Symantec Management Platform (Notification Server)

After the last PMImport (evening of 11/10/2015), our compliance reports showing large count of devices missing some of the older patches (MS13-085 for example, is showing hundreds of devices missing this patch).

I have a ticket open already for some other devices that show patches needed in compliance reports but not on the agent on the workstation. One of the things we did was implement patches for 'Windows update client', which we pushed weeks ago, without any change. But after the latest PMImport, the Vulnerabilities by Severity compliance report is totally out of whack.

Anyone has any idea on best way to tackle this mess?

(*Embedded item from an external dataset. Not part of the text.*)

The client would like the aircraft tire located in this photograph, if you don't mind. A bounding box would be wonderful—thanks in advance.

I've just checked mine and it still looks OK. I'd approach this using small steps. Look at one patch on one PC first; is the report correct that it's missing. Then take it from there, you'll either need to look at reporting if the PC has the patch or why it hasn't got it if it doesn't.

That's the thing, none of the devices listed in the compliance report show that specific patch needed on the local agent. The standard vulnerability report is used without any modification at all. So, my question is, what should I be looking at specifically in regards to the report itself?

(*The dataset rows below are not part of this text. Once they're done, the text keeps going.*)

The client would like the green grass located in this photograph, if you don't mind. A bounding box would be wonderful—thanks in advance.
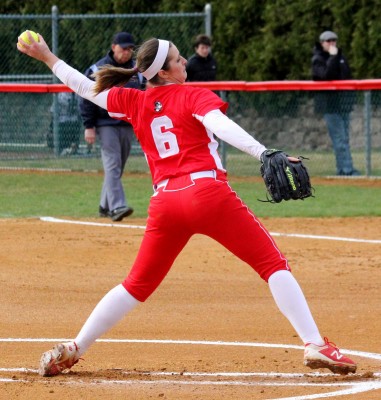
[0,171,381,218]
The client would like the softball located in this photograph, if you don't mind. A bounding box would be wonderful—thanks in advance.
[19,31,39,44]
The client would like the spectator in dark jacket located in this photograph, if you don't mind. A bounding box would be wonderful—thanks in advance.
[186,35,217,82]
[80,32,144,221]
[312,31,360,175]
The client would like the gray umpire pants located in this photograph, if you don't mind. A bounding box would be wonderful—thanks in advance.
[96,125,134,211]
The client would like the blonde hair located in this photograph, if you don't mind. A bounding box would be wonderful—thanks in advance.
[94,38,172,94]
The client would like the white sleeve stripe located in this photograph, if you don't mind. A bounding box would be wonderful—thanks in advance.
[200,110,266,160]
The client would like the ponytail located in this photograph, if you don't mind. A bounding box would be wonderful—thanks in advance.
[93,65,137,94]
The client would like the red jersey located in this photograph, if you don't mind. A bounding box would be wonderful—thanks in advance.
[107,84,228,183]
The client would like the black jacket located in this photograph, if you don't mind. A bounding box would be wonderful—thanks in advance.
[186,54,217,82]
[311,42,356,114]
[80,50,145,128]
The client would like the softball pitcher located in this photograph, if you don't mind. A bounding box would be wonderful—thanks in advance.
[17,35,356,376]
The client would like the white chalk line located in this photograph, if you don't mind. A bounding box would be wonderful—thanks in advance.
[40,217,381,244]
[0,338,381,400]
[0,338,381,360]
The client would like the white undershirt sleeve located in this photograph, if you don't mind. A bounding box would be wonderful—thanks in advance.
[52,60,109,110]
[200,110,266,160]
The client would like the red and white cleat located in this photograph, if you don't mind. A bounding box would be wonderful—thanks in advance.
[38,342,79,376]
[304,337,357,375]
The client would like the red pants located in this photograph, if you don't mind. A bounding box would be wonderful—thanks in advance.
[123,175,290,301]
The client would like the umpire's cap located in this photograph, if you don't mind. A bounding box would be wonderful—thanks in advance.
[112,32,135,49]
[319,31,338,42]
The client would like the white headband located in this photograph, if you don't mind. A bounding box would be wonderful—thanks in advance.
[142,39,169,81]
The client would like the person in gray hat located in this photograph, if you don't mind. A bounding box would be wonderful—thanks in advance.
[80,32,144,221]
[312,31,360,175]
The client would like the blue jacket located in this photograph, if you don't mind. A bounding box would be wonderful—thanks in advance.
[80,50,145,128]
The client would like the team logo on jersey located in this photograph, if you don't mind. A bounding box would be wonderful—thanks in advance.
[155,101,163,112]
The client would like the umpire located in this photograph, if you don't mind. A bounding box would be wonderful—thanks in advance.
[80,32,144,221]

Like I said, is the report correct that it's missing, is the patch actually needed on the local agent?

No, the patch isn't needed. Even took one of the devices for testing and ran windows updates to see if that patch is needed but it wasn't.

 

OK, look at Resource Manager from the console for that PC. Go to View > Inventory > Data Classes > Software Management > Patch Management > Applicable Windows Software Updates and see if the patch is listed there. That will tell you if it's the report or the data that's wrong.

It looks like data is wrong. The 'Applicable windows software update' under the 'current' list shows it there. So, I guess that data is incorrect. Any way for me to to solve the issue or do I have to create a ticket?

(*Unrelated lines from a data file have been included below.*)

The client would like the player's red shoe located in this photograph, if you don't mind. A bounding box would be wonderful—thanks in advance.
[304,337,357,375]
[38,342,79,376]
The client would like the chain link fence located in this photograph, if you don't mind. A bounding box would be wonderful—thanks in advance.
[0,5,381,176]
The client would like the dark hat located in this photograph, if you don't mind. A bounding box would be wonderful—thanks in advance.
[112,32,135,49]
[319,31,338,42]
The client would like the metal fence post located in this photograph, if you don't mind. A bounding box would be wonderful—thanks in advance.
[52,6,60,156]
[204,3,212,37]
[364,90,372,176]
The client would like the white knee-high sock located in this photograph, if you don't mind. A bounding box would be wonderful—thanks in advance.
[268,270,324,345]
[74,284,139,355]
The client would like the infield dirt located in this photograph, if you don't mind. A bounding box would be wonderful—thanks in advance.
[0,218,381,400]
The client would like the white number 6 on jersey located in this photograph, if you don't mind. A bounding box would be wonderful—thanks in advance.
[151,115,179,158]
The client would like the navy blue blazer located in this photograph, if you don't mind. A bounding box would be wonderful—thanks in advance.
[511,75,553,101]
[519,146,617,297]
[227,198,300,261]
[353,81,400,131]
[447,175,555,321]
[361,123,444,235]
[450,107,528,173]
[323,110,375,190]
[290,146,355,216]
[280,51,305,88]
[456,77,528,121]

What is the date in the status tab for date last changed? When was the Patch Assessment last run on the PC according to the Symantec Agent on the PC? Is the update showing in "Installed Windows Software Update" You should be able to find a KB article that will help you troubleshoot here: "Configuring & Troubleshooting Patch Management 7.5" http://www.symantec.com/docs/HOWTO95496

Data Last Changed: 11/23/2015 9:15:27 AM CST
Run time according to the agent: 11/23/2015 9:13:45 AM CST
kb2760591 is not installed locally nor does the local agent see it as needed. Considering that the list shows it as x86 and system is 64 bit is additional thing that keeps me wondering.

 

KB2760591 is an Office patch so the x86 version will be required if you have installed 32 bit Office. So "Applicable Windows Software Update" in Resource Manager for a PC shows KB2760591 and it's not in "Installed Windows Software Update" nor is it listed in the local Symantec Management Agent "Software Updates" tab? Check the GUID shown in the address bar of the Resource Manager window and compare it with the GUID shown in the local agent. Try deleting the Computer record from NS altogether and getting the Symantec Management Agent to send a Basic Inventory and recreate it - see if the problem persists.

And try running KB2760591 manually on the PC.